Anyway, once Stark becomes Iron Man, it turns out the enemy was within, all along! Yes, cuddly Jeff Bridges – The Dude, Duder, El Duderino – shaved his head, grew a big grey beard and went nasty. He actually makes for a decent villain, mainly because he’s largely unrecognisable. He cons the terrorists a little too easily for my liking, but he presents a decent threat. He’s intelligent enough to cause massive issues for our hero, but not so clever that Stark can’t outsmart him. Plus, he professionally delivers the two key arch-enemy speeches: the exposition one, wherein he calmly lets everyone know his motivations for everything ever, while the hero is otherwise incapacitated (aural paralysis pen-drive thing, in this case); and the grand finale ‘how ironic! You sought to [INSERT NOBLE INTENTION], when really you [UNWITTINGLY HELPED THE VILLAIN]’ monologue.

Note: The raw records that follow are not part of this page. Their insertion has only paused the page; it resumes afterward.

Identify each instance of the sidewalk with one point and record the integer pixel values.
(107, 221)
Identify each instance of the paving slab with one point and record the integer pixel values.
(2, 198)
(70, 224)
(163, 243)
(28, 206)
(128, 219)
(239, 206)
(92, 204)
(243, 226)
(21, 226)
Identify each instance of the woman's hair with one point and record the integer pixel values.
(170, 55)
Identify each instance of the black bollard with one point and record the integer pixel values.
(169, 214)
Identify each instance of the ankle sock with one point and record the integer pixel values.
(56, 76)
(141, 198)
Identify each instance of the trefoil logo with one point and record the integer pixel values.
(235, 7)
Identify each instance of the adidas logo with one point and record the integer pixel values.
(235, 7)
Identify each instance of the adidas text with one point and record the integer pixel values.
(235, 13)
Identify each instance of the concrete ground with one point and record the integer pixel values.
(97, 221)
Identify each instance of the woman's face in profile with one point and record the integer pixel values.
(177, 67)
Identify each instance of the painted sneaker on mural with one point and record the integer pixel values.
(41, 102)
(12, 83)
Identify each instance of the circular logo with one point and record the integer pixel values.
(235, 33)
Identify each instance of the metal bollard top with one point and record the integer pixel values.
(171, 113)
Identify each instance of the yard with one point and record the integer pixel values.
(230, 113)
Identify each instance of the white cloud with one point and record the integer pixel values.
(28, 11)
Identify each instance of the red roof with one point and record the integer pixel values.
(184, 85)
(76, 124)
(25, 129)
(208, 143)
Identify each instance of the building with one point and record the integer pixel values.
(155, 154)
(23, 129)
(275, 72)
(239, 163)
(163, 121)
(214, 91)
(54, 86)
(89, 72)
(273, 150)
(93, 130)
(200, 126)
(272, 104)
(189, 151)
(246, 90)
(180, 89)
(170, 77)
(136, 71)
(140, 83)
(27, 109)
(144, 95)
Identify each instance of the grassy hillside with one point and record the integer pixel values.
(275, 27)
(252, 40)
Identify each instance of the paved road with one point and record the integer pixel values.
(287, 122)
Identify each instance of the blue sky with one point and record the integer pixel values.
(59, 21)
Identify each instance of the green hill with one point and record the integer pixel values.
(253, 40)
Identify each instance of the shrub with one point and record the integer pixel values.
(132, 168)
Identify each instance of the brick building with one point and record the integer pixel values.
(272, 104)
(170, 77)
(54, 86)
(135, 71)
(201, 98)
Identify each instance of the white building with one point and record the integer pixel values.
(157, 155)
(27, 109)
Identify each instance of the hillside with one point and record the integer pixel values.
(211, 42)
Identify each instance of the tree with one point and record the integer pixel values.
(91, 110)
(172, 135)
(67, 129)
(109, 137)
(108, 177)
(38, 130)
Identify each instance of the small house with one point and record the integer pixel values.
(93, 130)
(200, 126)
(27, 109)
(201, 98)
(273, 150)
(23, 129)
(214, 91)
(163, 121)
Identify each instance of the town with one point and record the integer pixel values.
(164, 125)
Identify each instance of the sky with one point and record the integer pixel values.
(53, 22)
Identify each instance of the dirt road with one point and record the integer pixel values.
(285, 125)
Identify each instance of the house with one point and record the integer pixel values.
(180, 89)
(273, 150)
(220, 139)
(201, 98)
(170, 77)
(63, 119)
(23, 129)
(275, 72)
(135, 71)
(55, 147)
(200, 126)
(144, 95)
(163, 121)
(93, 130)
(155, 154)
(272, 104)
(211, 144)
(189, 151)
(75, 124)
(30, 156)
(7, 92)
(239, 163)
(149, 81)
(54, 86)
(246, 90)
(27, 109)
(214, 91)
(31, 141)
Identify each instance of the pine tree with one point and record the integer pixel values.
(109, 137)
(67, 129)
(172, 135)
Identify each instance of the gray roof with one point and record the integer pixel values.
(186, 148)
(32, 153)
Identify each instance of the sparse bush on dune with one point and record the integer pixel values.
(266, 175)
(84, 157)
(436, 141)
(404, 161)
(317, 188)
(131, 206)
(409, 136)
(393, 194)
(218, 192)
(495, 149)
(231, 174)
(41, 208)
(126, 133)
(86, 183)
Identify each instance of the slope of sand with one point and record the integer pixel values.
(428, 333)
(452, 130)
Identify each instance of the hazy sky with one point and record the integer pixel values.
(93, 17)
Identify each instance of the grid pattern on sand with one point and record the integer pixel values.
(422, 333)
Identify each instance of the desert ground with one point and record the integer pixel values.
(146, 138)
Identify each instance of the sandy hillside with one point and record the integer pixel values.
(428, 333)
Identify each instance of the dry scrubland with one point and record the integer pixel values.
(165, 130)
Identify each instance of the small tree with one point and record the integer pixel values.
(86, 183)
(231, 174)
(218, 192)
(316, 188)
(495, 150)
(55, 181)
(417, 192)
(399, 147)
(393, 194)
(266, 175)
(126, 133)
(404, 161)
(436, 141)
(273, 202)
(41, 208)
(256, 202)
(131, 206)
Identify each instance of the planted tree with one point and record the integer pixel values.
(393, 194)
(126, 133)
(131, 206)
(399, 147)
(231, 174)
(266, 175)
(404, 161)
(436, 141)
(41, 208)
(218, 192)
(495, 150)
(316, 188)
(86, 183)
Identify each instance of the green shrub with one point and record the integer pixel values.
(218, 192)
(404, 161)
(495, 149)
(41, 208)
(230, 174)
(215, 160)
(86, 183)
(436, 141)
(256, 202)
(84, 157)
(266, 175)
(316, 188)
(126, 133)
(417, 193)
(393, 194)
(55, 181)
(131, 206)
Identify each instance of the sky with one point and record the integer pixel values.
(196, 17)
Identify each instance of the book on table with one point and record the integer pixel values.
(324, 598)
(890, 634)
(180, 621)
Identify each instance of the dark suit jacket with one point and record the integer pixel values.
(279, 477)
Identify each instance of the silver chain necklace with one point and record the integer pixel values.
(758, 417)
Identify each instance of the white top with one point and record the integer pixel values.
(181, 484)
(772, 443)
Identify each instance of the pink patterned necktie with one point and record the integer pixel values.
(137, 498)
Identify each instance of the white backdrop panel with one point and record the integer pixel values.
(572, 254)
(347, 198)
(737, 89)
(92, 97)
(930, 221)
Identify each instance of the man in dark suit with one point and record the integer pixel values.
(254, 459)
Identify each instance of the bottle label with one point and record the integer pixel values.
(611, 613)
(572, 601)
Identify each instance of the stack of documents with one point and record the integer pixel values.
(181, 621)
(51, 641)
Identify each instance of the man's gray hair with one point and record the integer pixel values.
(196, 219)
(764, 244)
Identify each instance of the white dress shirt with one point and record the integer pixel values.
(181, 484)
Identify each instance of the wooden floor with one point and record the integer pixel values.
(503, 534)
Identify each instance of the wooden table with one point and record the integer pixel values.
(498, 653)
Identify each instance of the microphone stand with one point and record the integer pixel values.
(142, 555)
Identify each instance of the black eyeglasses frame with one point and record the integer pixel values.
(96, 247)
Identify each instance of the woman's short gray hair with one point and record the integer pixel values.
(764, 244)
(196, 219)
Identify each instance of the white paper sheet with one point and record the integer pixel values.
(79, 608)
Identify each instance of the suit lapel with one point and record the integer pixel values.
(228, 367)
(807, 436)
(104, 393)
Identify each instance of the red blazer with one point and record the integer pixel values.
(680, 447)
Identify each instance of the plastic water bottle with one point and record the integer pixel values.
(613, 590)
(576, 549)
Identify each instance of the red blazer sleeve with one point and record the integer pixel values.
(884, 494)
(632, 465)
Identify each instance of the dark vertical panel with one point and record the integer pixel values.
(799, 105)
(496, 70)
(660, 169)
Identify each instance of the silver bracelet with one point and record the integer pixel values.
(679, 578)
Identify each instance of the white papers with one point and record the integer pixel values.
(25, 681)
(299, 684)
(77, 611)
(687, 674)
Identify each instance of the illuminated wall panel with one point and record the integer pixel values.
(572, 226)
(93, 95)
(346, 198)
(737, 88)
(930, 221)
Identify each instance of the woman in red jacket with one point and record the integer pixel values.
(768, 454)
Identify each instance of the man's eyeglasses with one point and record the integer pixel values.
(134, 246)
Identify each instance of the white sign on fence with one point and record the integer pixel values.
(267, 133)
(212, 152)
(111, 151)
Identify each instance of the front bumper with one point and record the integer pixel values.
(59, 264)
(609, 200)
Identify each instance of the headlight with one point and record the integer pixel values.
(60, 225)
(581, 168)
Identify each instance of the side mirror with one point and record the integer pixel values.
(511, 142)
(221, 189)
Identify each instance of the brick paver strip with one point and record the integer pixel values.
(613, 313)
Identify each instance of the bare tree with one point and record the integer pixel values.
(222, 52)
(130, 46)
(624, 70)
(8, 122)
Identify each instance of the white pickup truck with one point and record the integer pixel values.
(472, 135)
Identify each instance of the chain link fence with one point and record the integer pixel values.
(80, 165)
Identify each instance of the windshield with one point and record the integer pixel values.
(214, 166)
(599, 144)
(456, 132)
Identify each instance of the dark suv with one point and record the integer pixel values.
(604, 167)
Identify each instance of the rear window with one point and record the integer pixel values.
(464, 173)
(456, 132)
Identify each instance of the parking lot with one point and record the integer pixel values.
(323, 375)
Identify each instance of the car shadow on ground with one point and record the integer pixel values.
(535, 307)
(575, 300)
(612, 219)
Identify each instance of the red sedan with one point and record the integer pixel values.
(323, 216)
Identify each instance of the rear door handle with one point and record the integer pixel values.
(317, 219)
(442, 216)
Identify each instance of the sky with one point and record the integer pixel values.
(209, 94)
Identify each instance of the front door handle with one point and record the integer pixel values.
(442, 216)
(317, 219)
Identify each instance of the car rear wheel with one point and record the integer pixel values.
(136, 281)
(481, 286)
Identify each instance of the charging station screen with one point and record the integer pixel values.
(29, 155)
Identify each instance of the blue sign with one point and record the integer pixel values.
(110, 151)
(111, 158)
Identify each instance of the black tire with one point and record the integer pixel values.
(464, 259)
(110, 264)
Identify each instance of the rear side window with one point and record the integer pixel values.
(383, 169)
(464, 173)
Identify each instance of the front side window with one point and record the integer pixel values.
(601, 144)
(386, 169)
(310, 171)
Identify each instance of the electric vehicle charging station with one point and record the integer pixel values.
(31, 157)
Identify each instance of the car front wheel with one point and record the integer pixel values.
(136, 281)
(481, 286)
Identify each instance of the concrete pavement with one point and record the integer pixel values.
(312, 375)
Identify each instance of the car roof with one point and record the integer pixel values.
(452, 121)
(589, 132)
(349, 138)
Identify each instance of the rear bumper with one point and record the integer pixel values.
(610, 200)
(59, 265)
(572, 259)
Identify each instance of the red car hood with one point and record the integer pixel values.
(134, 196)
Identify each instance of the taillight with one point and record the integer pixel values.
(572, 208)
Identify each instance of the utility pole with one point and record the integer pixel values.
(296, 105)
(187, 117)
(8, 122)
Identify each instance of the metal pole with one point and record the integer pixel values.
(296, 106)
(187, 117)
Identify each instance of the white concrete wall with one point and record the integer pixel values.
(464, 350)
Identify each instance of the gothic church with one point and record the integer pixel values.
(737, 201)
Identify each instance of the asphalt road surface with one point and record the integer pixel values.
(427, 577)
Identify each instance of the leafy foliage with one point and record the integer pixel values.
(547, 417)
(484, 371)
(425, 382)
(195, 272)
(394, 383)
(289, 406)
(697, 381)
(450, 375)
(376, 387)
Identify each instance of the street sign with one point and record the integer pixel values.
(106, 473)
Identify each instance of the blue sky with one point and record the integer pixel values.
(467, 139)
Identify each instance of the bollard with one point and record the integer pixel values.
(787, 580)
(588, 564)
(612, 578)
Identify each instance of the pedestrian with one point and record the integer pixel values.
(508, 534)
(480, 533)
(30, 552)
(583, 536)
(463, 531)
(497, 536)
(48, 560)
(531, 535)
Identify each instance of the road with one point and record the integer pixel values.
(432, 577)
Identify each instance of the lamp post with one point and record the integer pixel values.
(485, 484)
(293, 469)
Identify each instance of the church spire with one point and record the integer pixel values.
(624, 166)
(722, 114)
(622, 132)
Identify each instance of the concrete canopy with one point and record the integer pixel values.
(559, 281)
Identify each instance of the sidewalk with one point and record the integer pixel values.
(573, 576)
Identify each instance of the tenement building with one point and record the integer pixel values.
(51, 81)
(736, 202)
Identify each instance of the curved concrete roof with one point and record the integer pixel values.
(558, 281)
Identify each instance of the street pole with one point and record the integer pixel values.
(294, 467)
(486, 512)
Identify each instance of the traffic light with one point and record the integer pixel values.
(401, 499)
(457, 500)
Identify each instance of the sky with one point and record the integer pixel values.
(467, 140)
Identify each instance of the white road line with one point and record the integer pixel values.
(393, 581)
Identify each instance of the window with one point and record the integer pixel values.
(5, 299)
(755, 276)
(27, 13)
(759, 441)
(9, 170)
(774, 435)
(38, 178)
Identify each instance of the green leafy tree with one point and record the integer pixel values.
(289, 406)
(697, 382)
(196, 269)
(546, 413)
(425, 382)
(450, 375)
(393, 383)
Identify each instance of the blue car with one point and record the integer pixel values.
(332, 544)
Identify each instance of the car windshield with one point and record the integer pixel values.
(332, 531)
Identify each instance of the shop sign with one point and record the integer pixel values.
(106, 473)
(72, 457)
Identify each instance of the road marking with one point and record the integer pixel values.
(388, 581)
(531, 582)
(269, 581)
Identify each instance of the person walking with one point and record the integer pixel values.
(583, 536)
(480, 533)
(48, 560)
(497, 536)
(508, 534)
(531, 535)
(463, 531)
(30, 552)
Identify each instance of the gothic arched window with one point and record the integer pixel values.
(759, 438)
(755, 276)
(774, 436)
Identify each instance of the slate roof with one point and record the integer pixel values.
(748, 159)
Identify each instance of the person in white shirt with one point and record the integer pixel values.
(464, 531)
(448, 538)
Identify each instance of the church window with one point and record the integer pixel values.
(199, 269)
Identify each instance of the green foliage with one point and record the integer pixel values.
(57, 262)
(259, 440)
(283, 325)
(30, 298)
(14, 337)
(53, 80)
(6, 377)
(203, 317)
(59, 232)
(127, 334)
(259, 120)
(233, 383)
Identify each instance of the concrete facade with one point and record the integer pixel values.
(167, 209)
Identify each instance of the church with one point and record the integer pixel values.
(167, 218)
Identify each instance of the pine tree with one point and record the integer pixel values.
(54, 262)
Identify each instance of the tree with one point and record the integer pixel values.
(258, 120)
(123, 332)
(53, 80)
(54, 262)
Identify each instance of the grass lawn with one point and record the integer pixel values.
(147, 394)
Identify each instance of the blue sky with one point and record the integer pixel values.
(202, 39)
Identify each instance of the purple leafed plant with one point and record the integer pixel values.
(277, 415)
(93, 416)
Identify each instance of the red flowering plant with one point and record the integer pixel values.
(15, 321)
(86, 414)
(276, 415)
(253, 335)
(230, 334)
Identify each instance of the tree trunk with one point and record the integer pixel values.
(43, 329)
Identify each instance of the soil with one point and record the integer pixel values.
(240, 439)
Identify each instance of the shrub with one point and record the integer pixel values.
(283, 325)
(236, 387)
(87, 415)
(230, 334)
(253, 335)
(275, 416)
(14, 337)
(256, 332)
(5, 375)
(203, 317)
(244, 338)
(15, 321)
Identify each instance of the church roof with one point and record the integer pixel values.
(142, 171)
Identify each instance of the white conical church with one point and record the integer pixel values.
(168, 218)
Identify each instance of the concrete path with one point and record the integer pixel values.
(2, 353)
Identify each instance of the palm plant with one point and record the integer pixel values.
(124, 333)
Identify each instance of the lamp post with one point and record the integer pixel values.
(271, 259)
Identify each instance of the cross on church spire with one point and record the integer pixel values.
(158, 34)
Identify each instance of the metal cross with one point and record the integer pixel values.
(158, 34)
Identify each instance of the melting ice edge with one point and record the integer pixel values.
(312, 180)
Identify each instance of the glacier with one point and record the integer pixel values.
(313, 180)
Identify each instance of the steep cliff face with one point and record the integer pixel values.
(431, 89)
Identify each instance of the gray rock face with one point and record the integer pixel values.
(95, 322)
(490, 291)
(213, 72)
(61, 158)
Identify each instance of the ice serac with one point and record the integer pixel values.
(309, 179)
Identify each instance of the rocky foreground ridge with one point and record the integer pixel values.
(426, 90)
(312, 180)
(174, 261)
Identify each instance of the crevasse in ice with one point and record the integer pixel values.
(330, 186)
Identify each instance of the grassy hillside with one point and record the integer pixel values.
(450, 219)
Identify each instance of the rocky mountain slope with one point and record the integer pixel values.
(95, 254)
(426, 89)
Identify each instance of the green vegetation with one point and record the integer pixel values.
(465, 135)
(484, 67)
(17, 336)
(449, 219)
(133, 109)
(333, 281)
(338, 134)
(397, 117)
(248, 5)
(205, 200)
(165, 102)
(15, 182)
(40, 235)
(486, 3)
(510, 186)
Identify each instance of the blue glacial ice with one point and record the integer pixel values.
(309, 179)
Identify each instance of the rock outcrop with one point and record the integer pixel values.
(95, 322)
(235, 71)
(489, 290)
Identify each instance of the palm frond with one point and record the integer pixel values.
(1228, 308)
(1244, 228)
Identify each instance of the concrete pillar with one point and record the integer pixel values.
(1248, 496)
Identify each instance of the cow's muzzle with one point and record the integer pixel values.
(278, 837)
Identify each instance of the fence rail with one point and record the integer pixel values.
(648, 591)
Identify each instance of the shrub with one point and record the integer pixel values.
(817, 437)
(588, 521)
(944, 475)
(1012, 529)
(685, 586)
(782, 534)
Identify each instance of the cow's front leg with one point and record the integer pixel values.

As a whole it was fine, though far from the best anything. Terrence Howard was perfunctory as Rhodes, though his financial demand-based absence in the sequel shouldn’t be anything to shed tears over. The fight between Iron Man and Mecha Dude was entertaining… and visually clear. In fact, it was pretty much everything the messy Transformers fights were not. You could follow the action, differentiate the combatants and everything! Tell me about it. I was planning on writing up Transformers 2 (‘Revenge of the Fallen’ being one of the lamer subtitles in the history of recorded nomenclature), but the less said about that mockery of cinema the better, really. Michael Bay, please die. Actually, that’s a tad harsh. He has done one thing of note in the last few years… But back to the matter at hand. The SHIELD reveal was nice, and got me a little excited, but not as excited as the post-credits Samuel L. Jackson cameo. That was schmart, and a satisfying slap in the face to those dimwits who leave cinemas as soon as the credits start to roll. Paltrow was her usual annoying self, but she didn’t bring the film down to any great degree. We got ‘Iron Man’ the song. The flying sensation, and RDJ’s reaction to it, were great and very satisfying. It didn’t go on too long. All in all a good film, and I look forward to the sequel.